Lebanon is providing temporary shelter for a group of Ethiopian domestic workers abandoned by their employers. It will repatriate some of them, but COVID-19 quarantine measures mean the pressures of returning home are likely to be even greater.
The Lebanese labor ministry said on Thursday that a group of Ethiopian domestic workers had been taken by bus to a hotel in Beirut "to get them off the street." The group of about 35 women had spent all day outside their consulate with their belongings, some of them crying, according to reports on local television. The government was in contact with international agencies and the Ethiopian consulate to find a long-term solution, Hussein Zalghout, a ministry spokesperson, told the news agency AFP.
Some of those camped outside the Ethiopian consulate had been abandoned by their employers, who had stopped paying them and thrown them onto the street. “They are dumping us like trash,” one worker who had been in Lebanon for seven years complained. “We are human. Would they accept it if their children were treated this way?,” she said to Associated Press. Others assembled outside the mission were undocumented migrants and day laborers unable to find work, according to Amnesty International.Lamia Yammine Douaihy, the labor minister, on Wednesday condemned the “unfortunate scene” outside the consulate and said measures would be taken against employers. Those “who left migrant workers stranded in front of the consulate will be punished by law and will be placed on a blacklist that prevents them from hiring foreign domestic workers again,” said Zalghout. He added that employers would have to pay the servants the money they owed before they were repatriated to Ethiopia.

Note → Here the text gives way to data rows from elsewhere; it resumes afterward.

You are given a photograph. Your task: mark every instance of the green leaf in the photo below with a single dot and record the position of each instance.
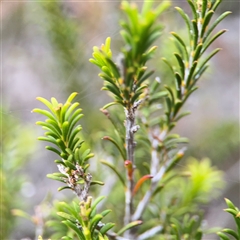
(109, 104)
(94, 221)
(169, 65)
(191, 73)
(45, 113)
(185, 18)
(66, 216)
(64, 187)
(230, 204)
(106, 228)
(216, 22)
(193, 8)
(206, 21)
(97, 182)
(181, 64)
(231, 232)
(75, 229)
(223, 236)
(48, 139)
(71, 109)
(56, 178)
(128, 226)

The majority of the 250,000 migrants employed as domestic servants in Lebanon are Ethiopian women. Many are not protected by Lebanese labor laws and were paid as little as $150 a month before the economic recession.
Returnees lack support
Tens of thousands of Ethiopians migrate irregularly each year – mostly to Gulf countries – to find jobs. Many end up exploited as maids or on building sites. Migration experts say that it is easy for “brokers” to tempt Ethiopians to migrate because there are few opportunities for them at home and they feel obliged to try to provide for their families, according to the Thomson Reuters Foundation.
Many who do find jobs are made to work for more than 20 hours a day and deprived of food and sleep. They are often also subjected to physical and sexual abuse.
Since the beginning of April, more than 14,000 Ethiopians have been deported or chosen to return home, mostly from Sudan, Djibouti and Saudi Arabia, according to the UN migration agency, IOM. Since the COVID-19 pandemic, migrants returning home to the Horn of Africa have sent directly to coronavirus quarantine centers for 14 days, instead of receiving rehabilitation and reintegration assistance.
“Most of the returnees who need further psychiatric, psychological and physical care returned home before they got the services they required,” Abera Adeba, the head of the Agar Ethiopian Charitable Society, told Thomson Reuters. Adeba said that, despite the government’s assurance that psychosocial support was provided at quarantine centers, the counseling was inadequate.
A temporary shelter southeast of Addis Ababa has been set up for returning migrants needing further support after two weeks in quarantine. Daniel Melese from the Freedom Fund, which finances the shelter, says that returnees risk developing severe mental health problems. “They are going back with frustration, unmet expectations and low self-esteem. The families (receiving them) also have that feeling,” said Melese.
Rita, who is living in the shelter after returning from being a domestic worker in the Middle East, said she is recovering little by little but "the depression comes back when I think about my salary and all the time I have lost."
"I don't have plans to go back home in the near future unless I receive training, get a job and save money to be able to buy coffee and sugar when I go back," Rita says.